Dois ídolos do ódio racista que a direita promoveu no Brasil, Jair Bolsonaro e Sergio Moro, usaram o dedo do ex-presidente Lula para expressar seus valores.

Bolsonaro imprimiu e difundiu camisetas em que aparece a mão de Lula com quatro dedos, explorando o defeito físico do maior líder popular que o Brasil já teve. Moro, conversando com seus comparsas, se refere ao maior dirigente político que o país tem como “nine”, uma forma depreciativa de mencionar Lula. Condenou Lula, sem provas, a nove anos e meio, achando que era uma ironia sobre os dedos de Lula.

São duas formas de expressão em que se revelam personalidades desprezíveis, odiosas, execráveis, de preconceito e de tentativa de desqualificação de um líder popular, de um operário, de um imigrante nordestino. Coisas que incomodam profundamente a direita brasileira e por isso ela se expressa, através de seus lideres, dessa forma. Expressam bem o que é a elite branca brasileira do centro sul, que se considera dona do país e sempre buscou tratar aos outros – os de origem popular, os do Nordeste, os trabalhadores como bárbaros, selvagens, “mal informados”, como disse o outrora líder dessa gente, o FHC.

A sociedade brasileira teve sempre a discriminação como um dos seus pilares. A escravidão, que desqualificava, ao mesmo tempo, os negros e o trabalho – atividade de uma raça considerada inferior – foi constitutiva do Brasil, como economia, como estratificação social e como ideologia.

Uma sociedade que nunca foi majoritariamente branca teve sempre como ideologia dominante a da elite branca. Sempre presidiram o país, ocuparam os cargos mais importantes nas FFAA, nos bancos, nos ministérios, na direção das grandes empresas, na mídia, na direção dos clubes, nas universidades, nos governos – em todos os lugares em que se concentra o poder na sociedade, estiveram sempre os brancos.
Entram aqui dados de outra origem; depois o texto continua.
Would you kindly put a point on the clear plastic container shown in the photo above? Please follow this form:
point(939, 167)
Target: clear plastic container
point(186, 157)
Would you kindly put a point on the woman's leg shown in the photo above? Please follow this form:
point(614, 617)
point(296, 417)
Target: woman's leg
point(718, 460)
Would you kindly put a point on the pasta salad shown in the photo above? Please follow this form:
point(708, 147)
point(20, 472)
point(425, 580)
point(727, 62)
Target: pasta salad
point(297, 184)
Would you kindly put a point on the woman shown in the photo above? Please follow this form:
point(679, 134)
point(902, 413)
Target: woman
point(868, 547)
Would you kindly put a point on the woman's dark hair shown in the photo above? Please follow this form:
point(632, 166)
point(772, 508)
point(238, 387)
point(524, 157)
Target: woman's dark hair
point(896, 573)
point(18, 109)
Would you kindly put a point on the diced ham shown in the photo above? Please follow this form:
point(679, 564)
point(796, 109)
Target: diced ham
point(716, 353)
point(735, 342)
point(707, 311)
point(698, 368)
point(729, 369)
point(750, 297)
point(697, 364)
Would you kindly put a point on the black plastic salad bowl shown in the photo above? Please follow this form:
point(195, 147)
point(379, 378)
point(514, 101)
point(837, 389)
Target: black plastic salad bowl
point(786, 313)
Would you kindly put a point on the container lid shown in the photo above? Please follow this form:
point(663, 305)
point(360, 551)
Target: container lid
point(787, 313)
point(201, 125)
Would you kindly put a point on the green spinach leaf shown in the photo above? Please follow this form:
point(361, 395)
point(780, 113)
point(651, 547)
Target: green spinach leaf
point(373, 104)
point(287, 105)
A elite paulista e do sul do país representa melhor do que qualquer outro setor esse ranço racista. Nunca assimilaram a Revolução de 30, menos ainda o governo de Getúlio Vargas. Foram derrotados sistematicamente por Getúlio e pelos candidatos que ele apoiou. Atribuíam essa derrota aos “marmiteiros” – expressão depreciativa que a direita tinha para os trabalhadores, uma forma explícita de preconceito de classe.

A ideologia separatista de 1932 – que considerava São Paulo “a locomotiva da nação”, o setor dinâmico e trabalhador, que arrastava os vagões preguiçosos e atrasados dos outros estados – nunca deixou de ser o sentimento dominante da elite paulista em relação ao resto do Brasil. Os trabalhadores imigrantes, que construíram a riqueza de São Paulo, eram todos “baianos” ou “cabeças chatas”, trabalhadores que sobreviviam morando nas construções – como o personagem que comia gilete, da música do Vinicius e do Carlos Lira, cantada pelo Ari Toledo, com o sugestivo nome de pau-de-arara, outra denominação para os imigrantes nordestinos em São Paulo.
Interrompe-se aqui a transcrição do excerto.